State Estimation for Discrete-Time Dynamical Networks With Time-Varying Delays and Stochastic Disturbances Under the Round-Robin Protocol

TLDR: This paper is concerned with the state estimation problem for a class of nonlinear dynamical networks with time-varying delays subject to the round-robin protocol, and designs an estimator, such that the estimation error is exponentially ultimately bounded with a certain asymptotic upper bound in mean squaresubject to the process noise and exogenous disturbance.

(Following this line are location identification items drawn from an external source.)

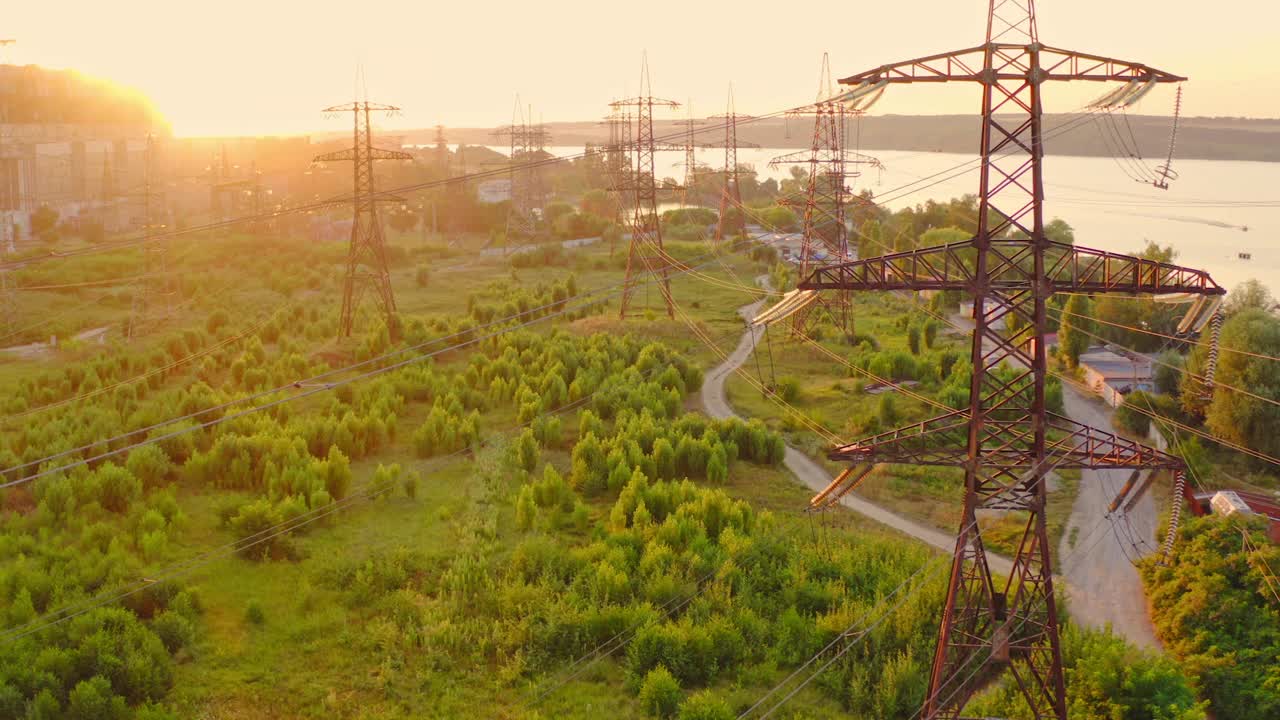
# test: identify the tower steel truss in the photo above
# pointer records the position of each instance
(645, 249)
(366, 255)
(155, 296)
(824, 229)
(731, 194)
(1005, 440)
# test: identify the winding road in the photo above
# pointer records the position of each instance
(1101, 584)
(808, 472)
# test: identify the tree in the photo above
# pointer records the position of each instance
(887, 411)
(931, 333)
(705, 706)
(1073, 336)
(659, 695)
(1234, 415)
(94, 700)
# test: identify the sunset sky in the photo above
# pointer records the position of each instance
(241, 67)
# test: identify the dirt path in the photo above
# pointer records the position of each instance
(1101, 584)
(37, 350)
(808, 472)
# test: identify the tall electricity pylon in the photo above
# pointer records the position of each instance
(528, 194)
(689, 192)
(1005, 440)
(645, 251)
(155, 295)
(366, 255)
(824, 232)
(731, 194)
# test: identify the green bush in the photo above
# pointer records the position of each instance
(254, 614)
(659, 695)
(705, 706)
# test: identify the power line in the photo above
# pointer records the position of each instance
(310, 386)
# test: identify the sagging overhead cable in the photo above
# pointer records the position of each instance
(1124, 96)
(862, 96)
(790, 304)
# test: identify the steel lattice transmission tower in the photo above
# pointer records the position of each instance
(1005, 440)
(689, 191)
(824, 229)
(528, 194)
(617, 164)
(731, 194)
(645, 251)
(366, 255)
(154, 299)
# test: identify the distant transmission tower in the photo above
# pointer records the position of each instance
(731, 195)
(152, 300)
(1005, 440)
(528, 195)
(366, 255)
(617, 165)
(824, 236)
(645, 251)
(689, 192)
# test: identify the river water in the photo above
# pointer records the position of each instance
(1215, 210)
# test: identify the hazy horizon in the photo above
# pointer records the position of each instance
(269, 69)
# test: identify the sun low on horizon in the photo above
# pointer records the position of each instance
(254, 68)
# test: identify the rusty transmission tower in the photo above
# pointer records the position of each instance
(366, 255)
(617, 163)
(528, 191)
(152, 300)
(824, 232)
(689, 191)
(645, 251)
(731, 194)
(1005, 440)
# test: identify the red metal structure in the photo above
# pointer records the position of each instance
(645, 249)
(824, 232)
(1005, 440)
(366, 255)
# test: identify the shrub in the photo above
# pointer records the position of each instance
(254, 613)
(659, 695)
(705, 706)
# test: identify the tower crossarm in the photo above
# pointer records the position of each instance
(1009, 62)
(942, 441)
(1010, 268)
(351, 154)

Abstract: This paper is concerned with the state estimation problem for a class of nonlinear dynamical networks with time-varying delays subject to the round-robin protocol. The communication between the state estimator and the nodes of the dynamical networks is implemented through a shared constrained network, in which only one node is allowed to send data at each time instant. The round-robin protocol is utilized to orchestrate the transmission order of nodes. By using a switch-based approach, the dynamics of the estimation error is modeled by a periodic parameter-switching system with time-varying delays. The purpose of the problem addressed is to design an estimator, such that the estimation error is exponentially ultimately bounded with a certain asymptotic upper bound in mean square subject to the process noise and exogenous disturbance. Furthermore, such a bound is subsequently minimized by the designed estimator parameters. A novel Lyapunov-like functional is employed to deal with the dynamics analysis issue of the estimation error. Sufficient conditions are established to guarantee the ultimate boundedness of the estimation error in mean square by applying the stochastic analysis approach. Then, the desired estimator gains are characterized by solving a convex problem. Finally, a numerical example is given to illustrate the effectiveness of the estimator design scheme.